Ora, se Portugal é a nação mais antiga da Europa e, exceptuando dois ou três momentos breves na sua história interminável de infâmias e ridicularias, de erros e equívocos, Portugal é um projecto falhado; porque raio é que Portugal é a nação mais antiga da Europa, notável pelos seus poucos e breves momentos de excepção? Porque raio é que, contra tudo e contra todos - contra os traidores que o querem vender, contra os diplomatas que o querem casar, contra os políticos que o querem falir, contra os burocratas que o querem normalizar - permanece Portugal no mapa, cabeça armada sobre o abismo do Atlântico?

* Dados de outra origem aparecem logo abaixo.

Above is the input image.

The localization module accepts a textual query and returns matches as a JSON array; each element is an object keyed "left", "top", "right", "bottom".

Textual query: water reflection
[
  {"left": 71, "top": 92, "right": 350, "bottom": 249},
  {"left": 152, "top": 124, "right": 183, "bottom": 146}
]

Falo por mim: eu não quero ser espanhol. Gosto até dos espanhóis, mas desculpem lá, gosto mais aqui do meu inferninho. Tem novecentos anos de chamas e eu gosto deste calor. É aqui que quero permanecer condenado.
Eu não quero ser angolano. Não tenho nada a ver com aquela gente; lamento muito, mas não gosto deles nem das metralhadoras deles e faz lá um clima muito desagradável. Não estou a ver Portugal a funcionar como colónia de um país onde as baratas entram dentro de casa a voar, pela janela.
Eu também não quero ser belga e nem é preciso explicar porquê. Ninguém quer ser belga. Nem os belgas.
Bom, e uma coisa é muito certa dentro da minha cabeça: eu não quero ser brasileiro, de chinelinhos na favela e pila pública no carnaval. Poupem-me.
Eu não quero ser chinês, por motivos óbvios: até o inferno lusitano dá mais qualidade de vida ao seu cidadão-alma-penada. Além disso, não consigo mesmo trabalhar a comida com aqueles pauzinhos fugidios.
Em resumo e por exclusão de partes: eu quero continuar a ser Português, apesar do que isso significa e pesa e dói. Não quero ser tomado por conta. Deixem estar sossegada a nação disfuncional que já o era há muitos séculos, quando nasceram as grandes nações de hoje. Nós portugueses só fazemos mal a nós próprios. E isso é mais do que muitos podem dizer.